早いもので今春から藤田歯科医院は新築21年目を迎えます。新しいつもりの診療室もそれなりに補修したり、昨年は当初からの歯科用ユニットを総入れ替えしたりしました。新しい機材もたくさん導入して、進化したこともいっぱいありますが、ついつい性格からか毎年この時期に振り返って考えることは、もっとこうしておけばよかったとか、もう一回やり直せたらこうしたのに、とかいうことばかりです。これからの歯科医師人生では後悔することのないように、頑張っていこうと思います。
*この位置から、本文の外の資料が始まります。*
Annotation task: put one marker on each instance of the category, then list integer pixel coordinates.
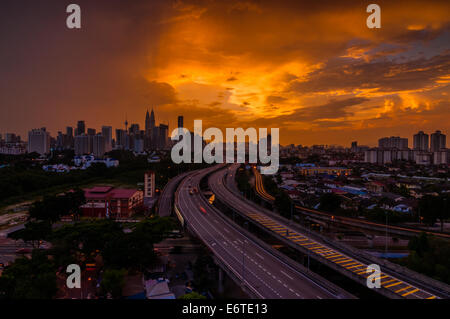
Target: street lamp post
(386, 244)
(243, 256)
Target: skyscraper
(163, 136)
(147, 124)
(81, 128)
(39, 141)
(393, 142)
(98, 147)
(421, 141)
(81, 145)
(438, 141)
(107, 134)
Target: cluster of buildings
(118, 203)
(395, 148)
(87, 141)
(12, 144)
(306, 183)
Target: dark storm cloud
(385, 76)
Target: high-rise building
(438, 141)
(107, 134)
(98, 145)
(121, 139)
(39, 141)
(163, 136)
(421, 141)
(69, 131)
(81, 145)
(81, 128)
(149, 184)
(134, 129)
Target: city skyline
(315, 71)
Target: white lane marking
(259, 255)
(286, 275)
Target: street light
(386, 244)
(243, 255)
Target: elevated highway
(261, 270)
(349, 262)
(354, 222)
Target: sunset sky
(311, 68)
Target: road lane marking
(409, 292)
(286, 275)
(397, 291)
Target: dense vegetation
(24, 178)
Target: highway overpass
(396, 281)
(262, 271)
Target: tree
(113, 281)
(434, 208)
(283, 204)
(33, 232)
(33, 278)
(136, 249)
(52, 208)
(192, 295)
(330, 202)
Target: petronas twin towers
(156, 136)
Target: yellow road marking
(355, 266)
(349, 264)
(403, 289)
(410, 292)
(392, 285)
(384, 283)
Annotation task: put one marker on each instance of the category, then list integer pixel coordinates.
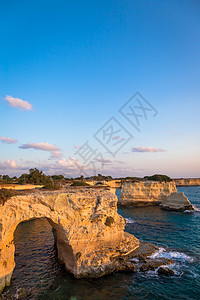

 個人的にも臨床経験25年目を迎え、わからないことがわかるようになり、できなかったことができるようになってきたように感じています。と書くと、一般の方にはなんじゃそれ当たり前じゃない?と思われそうですが、大抵の歯科医師は卒後数年でほとんどの事はできるようになりますし、「できないこと」はする必要のないことであり、大学病院とか専門医に紹介すべきことだったりしますので、知識や技術というのは歯科医師の年齢にかかわらずあまり変わらないというのも一理あります。でも同じことを同じようにしていても治らないことがあります。患者さんにとっては納得行かないかもしれませんが、人体はそれぞれ多種多様であり、最高の治療をしたとしても治らないこともあるのです。
例えばどんな歯科医師でも8割方治る、とします。残りの2割を治すために何十年もかかったりしてしまいます。一生かかっても10割バッターにはなれないと思います。その残りの2割のことが「少しできるようにわかるようになってきた」と実感しています。
ところが、「わかる」ことが増えると、「わからないこと」も増えてきます。今までわからないということが、わかってなかった。歯科の道はかくも険しい。古代ギリシャの哲学者ソクラテスの言うところの「無知の知」を改めて実感します。まだまだ頭を低くして謙虚に学ばなければならないことばかりではあります、、、、。

歯科界には本当に素晴らしい歯科医師の先生がたくさんいます。マスコミ的にはいろいろ言われたりもしますが、歯科界はこれからも明るいと思いますし、発展していくと思います。講演会に行けば、この先生の頭の中、一体どうなっているのだろう?と感心し、どういう気構え、どういう気持で毎日を過ごし、いかにして自分の理想の形を診療室で実現させてきたのかと、想像するに、やっぱり自分の今の姿はまだまだ頑張らなければいけないなと感じずにはいられません。

せっかく世間的にはベテランの域に達してきてはみたものの、ME機器、デジタル機器の発達や、歯科医療の標準化、情報化などなどにより、経験年数に関わらず若い先生でも素晴らしい治療をされています。人生100年というキーワードが去年は流行りましたが、私もまだまだ生涯研修のつもりでやっていかねばならないと思います。

最後になりますが、時代も平成から令和へ変遷し、変わるものと変わらないものを自分の中に内包しつつ、これからも歯科医師として生きていけたらいいなと思っていますので、今後共よろしくお願いします。